The grades seven and eights worked together for physical education, sports, and social events. My colleague, Betha Gibson, had about forty-eight students in her room. She took the girls from both classes for physical education, while I took the boys. Between us, we were able to conduct a track and field meet with the two classes. The favourite sport for the boys when on their own was soccer, even during the winter. In one soccer match that I was refereeing, one boy fell with about ten seconds left to play. Sensing that he was hurt, I checked him immediately. Suspecting a broken leg, I placed two sticks on the leg and tied the splint with shoelaces that one of the boys took from his own shoes. When the principal was notified, he contacted the municipal doctor, who arrived promptly. He took off the splint, checked the leg, then placed the splint back on, and had the boy taken to hospital. X-rays determined that there was a double fracture. The boy, from grade seven, remained in hospital for a few weeks. After he returned to school, he walked with a limp.
As there was a shortage of paper, we had to make adjustments when setting examinations and reuse paper whenever possible. Art was not my favourite subject to teach. I found a way out with this class. A Winnipeg radio station had a weekly art class for schools. Thus, I set my timetable to coincide with the broadcast. We obtained good results from this program. It was the custom to allow top students to be exempt from final examinations, based on their year’s marks. This allowed them to leave about a week early. Several students qualified, in particular, five girls whose subject average was at least 90%.

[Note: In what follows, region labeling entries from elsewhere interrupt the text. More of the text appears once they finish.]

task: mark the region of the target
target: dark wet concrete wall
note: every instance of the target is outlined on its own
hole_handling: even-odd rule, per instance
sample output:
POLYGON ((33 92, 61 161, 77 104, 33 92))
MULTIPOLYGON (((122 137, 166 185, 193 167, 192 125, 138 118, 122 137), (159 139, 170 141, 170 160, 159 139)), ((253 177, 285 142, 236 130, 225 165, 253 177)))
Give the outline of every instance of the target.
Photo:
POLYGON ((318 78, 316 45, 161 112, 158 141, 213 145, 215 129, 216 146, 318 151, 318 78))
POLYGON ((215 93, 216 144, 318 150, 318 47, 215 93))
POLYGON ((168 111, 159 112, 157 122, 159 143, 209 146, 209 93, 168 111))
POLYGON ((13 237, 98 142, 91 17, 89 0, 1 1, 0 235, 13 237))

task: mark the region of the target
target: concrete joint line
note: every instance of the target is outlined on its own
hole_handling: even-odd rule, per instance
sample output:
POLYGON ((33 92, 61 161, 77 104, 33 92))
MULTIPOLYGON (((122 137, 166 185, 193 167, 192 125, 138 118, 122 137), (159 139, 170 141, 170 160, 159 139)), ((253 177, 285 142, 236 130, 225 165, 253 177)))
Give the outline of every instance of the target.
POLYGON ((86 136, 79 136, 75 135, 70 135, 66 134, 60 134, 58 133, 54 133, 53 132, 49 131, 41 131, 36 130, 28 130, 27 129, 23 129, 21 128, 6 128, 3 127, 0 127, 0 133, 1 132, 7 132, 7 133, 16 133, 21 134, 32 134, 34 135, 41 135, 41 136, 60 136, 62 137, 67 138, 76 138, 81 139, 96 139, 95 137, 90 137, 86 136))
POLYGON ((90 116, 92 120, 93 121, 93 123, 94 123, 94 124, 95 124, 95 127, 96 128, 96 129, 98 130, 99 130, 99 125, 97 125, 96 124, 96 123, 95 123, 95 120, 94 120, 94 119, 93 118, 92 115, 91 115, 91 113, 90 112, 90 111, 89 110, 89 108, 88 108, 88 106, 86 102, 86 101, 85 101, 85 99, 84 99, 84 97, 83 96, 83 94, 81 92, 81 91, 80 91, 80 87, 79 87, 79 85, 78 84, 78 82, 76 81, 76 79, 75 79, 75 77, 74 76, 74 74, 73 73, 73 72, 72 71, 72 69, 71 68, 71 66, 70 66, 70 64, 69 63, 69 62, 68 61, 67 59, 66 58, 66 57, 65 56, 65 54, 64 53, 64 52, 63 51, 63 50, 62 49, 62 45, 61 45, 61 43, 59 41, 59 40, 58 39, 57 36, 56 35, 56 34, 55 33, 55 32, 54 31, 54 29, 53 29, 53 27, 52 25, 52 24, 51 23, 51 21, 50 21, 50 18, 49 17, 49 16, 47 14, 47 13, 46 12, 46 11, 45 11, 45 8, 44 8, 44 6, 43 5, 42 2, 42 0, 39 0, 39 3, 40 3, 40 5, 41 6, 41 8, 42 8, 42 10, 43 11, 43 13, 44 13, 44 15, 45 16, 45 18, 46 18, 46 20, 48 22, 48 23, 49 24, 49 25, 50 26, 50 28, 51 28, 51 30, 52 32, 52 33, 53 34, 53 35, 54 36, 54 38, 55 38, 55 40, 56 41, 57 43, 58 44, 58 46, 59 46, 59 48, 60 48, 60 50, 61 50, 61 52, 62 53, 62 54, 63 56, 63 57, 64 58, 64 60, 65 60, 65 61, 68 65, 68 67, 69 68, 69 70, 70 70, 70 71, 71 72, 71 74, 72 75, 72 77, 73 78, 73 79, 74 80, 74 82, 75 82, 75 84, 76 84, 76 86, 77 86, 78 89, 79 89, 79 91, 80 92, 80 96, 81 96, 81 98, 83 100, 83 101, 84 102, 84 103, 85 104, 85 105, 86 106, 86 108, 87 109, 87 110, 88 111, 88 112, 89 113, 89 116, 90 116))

We had two joint social events that I can recall, one in late autumn and the other at the end of the school year. I believe that we also had one on our own in the classroom. My class wanted to have a class yearbook. They gathered the information and I typed it and ran it off on the gestetner. It was ready for the end of classes. I had my copy until we left Mexico in 2000, when we had to give away our library. Also, near the end of the year, the students asked that there be a judging of notebooks. They insisted that I not be the judge. We agreed to have Harry Piniuta, of the high school, judge. It came as a surprise to Bruce Dagg when it was announced that he won. There was a winner for boys and a winner for girls, but I do not recall who won for the girls.
In June 1953, Queen Elizabeth II had her official coronation. Plans were made by the local Legion to have a track and field meet for the young people and a march of students along the main street from the South School to the North School. Jack Gibson and I, as school representatives, were on the planning committee. However, on the morning of the event, there was rain, causing the cancellation of the sports. Early in the afternoon, the sun came out. It was decided that the parade would be held. Only two teachers were on hand to march with the students. Doug Crandle accompanied the South School students, and I accompanied the North School students.